As marketers, we usually have a clear vision of how best to position our brand, proposition or service. Yet the way in which our vision comes to life depends in no small part on the relationship we have with our agencies and, in particular, our ability to inspire our design partners.
Marketers and designers don’t always find it easy to communicate their needs and ideas to each other. They might not even share the same mind-set, or, in global teams, the same language or culture, thereby risking miscommunication.
However, getting under the skin of people and understanding what motivates them is an essential skill for marketers. So, by making real effort to get into the head of designers and working out how best to engage, inspire and collaborate with them, great things can happen.
Here are three practical tips for making the most of the marketer/designer partnership.
Create a connection
Be overt about wanting to invest in your relationship, and show you respect and understand the value the designer brings from their different perspectives and capabilities. Enjoy and learn from the natural optimism and enthusiasm that almost every designer possesses. A marketer might worry that a problem is insurmountable, whereas a designer will rarely see it as such. They notice things that other people don’t, which could lead to something as inspired as the Nike Air Max packaging, where the standard shoebox was replaced by a clear plastic bubble.
Watch your language
The clarity of your briefing is fundamental – more words never make for a better brief.

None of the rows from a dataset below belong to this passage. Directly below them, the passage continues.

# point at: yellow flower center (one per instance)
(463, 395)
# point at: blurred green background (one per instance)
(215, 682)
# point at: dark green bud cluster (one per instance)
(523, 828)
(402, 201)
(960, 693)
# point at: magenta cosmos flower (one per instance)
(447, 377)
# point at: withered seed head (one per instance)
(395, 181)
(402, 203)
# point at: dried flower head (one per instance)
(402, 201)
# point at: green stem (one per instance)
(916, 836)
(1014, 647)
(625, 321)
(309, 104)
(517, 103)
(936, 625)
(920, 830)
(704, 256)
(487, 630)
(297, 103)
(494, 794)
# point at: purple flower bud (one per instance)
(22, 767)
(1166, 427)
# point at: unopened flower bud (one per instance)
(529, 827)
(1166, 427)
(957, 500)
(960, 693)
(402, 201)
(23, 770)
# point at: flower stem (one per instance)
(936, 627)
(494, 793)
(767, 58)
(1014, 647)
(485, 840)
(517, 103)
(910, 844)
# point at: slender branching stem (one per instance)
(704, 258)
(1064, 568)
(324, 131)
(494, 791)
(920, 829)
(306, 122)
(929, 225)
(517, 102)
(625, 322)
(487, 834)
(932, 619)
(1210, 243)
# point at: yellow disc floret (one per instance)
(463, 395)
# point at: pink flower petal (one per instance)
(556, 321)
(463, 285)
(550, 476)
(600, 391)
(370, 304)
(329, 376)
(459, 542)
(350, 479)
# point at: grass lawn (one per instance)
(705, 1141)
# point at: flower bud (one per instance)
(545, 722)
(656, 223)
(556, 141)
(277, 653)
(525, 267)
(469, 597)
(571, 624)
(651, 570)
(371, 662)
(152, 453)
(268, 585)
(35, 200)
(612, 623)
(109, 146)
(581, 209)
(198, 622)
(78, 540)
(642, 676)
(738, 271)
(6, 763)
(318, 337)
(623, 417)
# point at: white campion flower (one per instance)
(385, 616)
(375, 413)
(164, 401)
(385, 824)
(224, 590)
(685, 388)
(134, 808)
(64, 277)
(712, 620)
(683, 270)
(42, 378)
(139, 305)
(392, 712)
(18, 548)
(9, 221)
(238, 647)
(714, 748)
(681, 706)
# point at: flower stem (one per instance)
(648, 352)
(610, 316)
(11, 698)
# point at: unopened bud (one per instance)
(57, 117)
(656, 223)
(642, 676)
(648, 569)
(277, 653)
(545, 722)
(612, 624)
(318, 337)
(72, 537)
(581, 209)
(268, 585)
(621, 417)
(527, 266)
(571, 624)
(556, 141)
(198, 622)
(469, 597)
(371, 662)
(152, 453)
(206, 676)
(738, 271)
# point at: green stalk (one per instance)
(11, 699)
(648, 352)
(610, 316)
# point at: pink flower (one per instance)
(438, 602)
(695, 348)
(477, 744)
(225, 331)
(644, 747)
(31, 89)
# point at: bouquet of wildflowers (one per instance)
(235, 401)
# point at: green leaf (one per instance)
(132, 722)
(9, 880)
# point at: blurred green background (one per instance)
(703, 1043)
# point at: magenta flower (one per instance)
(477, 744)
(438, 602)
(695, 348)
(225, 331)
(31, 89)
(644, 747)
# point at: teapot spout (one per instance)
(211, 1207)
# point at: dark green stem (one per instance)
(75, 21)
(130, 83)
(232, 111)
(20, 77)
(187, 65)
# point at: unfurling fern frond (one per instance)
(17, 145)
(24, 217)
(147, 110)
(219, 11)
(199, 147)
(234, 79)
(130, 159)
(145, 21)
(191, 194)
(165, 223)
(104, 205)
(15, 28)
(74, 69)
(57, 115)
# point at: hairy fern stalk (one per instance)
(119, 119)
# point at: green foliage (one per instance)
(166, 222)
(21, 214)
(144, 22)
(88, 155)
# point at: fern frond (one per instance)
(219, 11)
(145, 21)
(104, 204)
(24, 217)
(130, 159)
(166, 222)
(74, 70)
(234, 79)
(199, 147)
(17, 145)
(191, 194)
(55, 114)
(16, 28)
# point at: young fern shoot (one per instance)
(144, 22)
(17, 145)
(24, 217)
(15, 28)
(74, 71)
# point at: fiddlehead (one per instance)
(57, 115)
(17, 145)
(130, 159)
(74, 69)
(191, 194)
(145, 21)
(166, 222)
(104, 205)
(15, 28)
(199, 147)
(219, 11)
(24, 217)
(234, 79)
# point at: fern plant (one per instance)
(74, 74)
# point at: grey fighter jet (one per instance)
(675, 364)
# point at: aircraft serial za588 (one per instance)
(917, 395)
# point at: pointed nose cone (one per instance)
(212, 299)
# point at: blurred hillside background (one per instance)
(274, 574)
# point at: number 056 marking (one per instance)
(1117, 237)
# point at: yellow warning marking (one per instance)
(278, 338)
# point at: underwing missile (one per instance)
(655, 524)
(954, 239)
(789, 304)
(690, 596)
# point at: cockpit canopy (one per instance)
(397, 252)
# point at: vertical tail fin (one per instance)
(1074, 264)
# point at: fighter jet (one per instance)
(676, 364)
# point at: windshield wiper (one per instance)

A marketer might think that they are being clear when using words such as "contemporary" or "cool", but these are always open to interpretation. Remember that designers might view the world in terms of gradient, texture and emotional resonance, and see value in a perfectly bevelled corner.
Find common ground, such as an evocative 3D board where the aim should be inspiration, focus and a springboard, not a straitjacket. Marketing insight and design genius came together beautifully for the Baileys bottle redesign this year. It looked superb and was informed by the insight that women prefer to drink Baileys chilled – the new slimmed-down bottle fits neatly in the fridge door.
Designers are naturally keen to push boundaries. They want to go to places marketers might find uncomfortable, but it’s important to share the journey. They can break taboos of which marketers might not be aware – such as the advice to remove all visible branding, which is what Levi’s and Marmite, among others, did as part of Selfridges’ "No Noise" campaign.
A great designer will ask questions marketers wouldn’t even have thought to ask. Be open to experimentation and trust the designer to guide you. Innovation doesn’t come from incremental tweaks, so be prepared to leap into the unknown.
A creative solution that brings a marketer’s vision to life in tangible form, with all the richness and texture that designers can offer, is an inspirational and rewarding experience – and can be a commercially successful enterprise.